Ella tiene razón. La aprieto. La muerte nos prohíbe tocarnos por décadas. El tiempo ya no le importa. Está tan absorta en ser madre que ignora que el tiempo ha pasado en su ausencia. Hay algo en su tacto, imposible de describir. Es nostalgia y presente, juntos y encarnados en la misma persona, muerta y viva. Veo la muerte en su rostro que ya no teme morir.

—La muerte no va a separarnos —le digo, pero algo me obliga a retractarme, al menos un poco—, por ahora.

***

Jessi está saliendo del consultorio. Sostiene un papel con una mano y con la otra frota su abdomen con nostalgia.

—¿Qué te dijo?

Otros hombres le preguntan lo mismo a sus esposas. Desde consultorios distintos, éstas se aproximan con el mismo gesto que hace Jessi con sus manos. Sin embargo, en ellas hay ternura.

—Dijo que no.

***

Con el paso de los días, las semanas, los años, se me acaban las excusas para tener sexo con ella. Estoy tan cansado.

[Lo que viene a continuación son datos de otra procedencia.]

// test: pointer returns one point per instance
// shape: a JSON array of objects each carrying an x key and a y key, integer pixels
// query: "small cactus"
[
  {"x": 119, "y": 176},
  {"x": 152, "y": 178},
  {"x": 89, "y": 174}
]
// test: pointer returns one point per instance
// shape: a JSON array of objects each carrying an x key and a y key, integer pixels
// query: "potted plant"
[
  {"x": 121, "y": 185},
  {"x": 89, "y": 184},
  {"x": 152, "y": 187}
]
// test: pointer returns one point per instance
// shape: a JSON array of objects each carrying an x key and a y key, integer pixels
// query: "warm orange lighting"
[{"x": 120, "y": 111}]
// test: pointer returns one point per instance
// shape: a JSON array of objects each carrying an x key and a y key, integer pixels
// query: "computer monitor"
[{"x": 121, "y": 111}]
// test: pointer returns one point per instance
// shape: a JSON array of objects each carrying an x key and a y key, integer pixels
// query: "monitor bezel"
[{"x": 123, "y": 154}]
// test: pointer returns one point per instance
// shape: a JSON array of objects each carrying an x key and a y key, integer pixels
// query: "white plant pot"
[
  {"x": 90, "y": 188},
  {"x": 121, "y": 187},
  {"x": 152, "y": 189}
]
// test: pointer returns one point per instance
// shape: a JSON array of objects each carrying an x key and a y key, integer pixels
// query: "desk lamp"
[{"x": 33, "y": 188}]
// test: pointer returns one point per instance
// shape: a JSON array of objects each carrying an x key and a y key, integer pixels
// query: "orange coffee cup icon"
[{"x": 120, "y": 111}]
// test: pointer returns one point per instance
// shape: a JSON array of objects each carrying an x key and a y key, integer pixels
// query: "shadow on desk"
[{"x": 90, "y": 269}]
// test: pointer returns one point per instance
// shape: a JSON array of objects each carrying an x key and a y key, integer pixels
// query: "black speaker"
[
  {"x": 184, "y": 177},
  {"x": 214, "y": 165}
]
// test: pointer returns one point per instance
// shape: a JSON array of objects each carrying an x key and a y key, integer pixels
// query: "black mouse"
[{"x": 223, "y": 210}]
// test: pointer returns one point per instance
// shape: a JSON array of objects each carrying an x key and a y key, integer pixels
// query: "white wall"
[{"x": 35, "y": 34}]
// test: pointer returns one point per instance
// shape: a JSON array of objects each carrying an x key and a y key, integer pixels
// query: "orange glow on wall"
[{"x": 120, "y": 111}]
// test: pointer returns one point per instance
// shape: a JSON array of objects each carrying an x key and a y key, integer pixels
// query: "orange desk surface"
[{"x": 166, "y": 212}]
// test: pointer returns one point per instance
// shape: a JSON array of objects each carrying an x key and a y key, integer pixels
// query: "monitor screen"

—Puedo ser madre sin ti —me dice—, pero preferiría que tú fueras el padre.

Ella sabe que no es cierto. Se sigue contando la misma historia, la gasta sin importarle que algún día se agote. Los dos estamos agotados, tan agotados. No sé cuánto más podemos revivir al amor.

—Algún día —me dice—, voy a irme de aquí y no voy a volver. No logras comprender por lo que paso. Eres tan obtuso, tan viejo. Mírate.

Sus libros siguen en su sitio en el suelo, y otros en los estantes, los dejé así para ella. La ropa de maternidad cubre las sillas de la casa. Estoy seguro de que esas cosas seguirán ahí mañana. Sólo eso sé. Es verdad lo que ella dice. No la comprendo.

—Yo también me iré algún día y no volveré —le respondo. Ella tampoco comprende.

Sus padres fallecieron hace tanto. Ya nadie la visita. Veo la soledad en sus ojos, materializada en la eternidad de su retorno.

—¿Ya no me amas?

Jessi espera que yo le diga que sí, que le hable del amor y de la muerte. Pero yo estoy tan cansado de ambas cosas y ya no tengo fuerzas para responder.

***

Jessi se ha ido, y no la veré volver.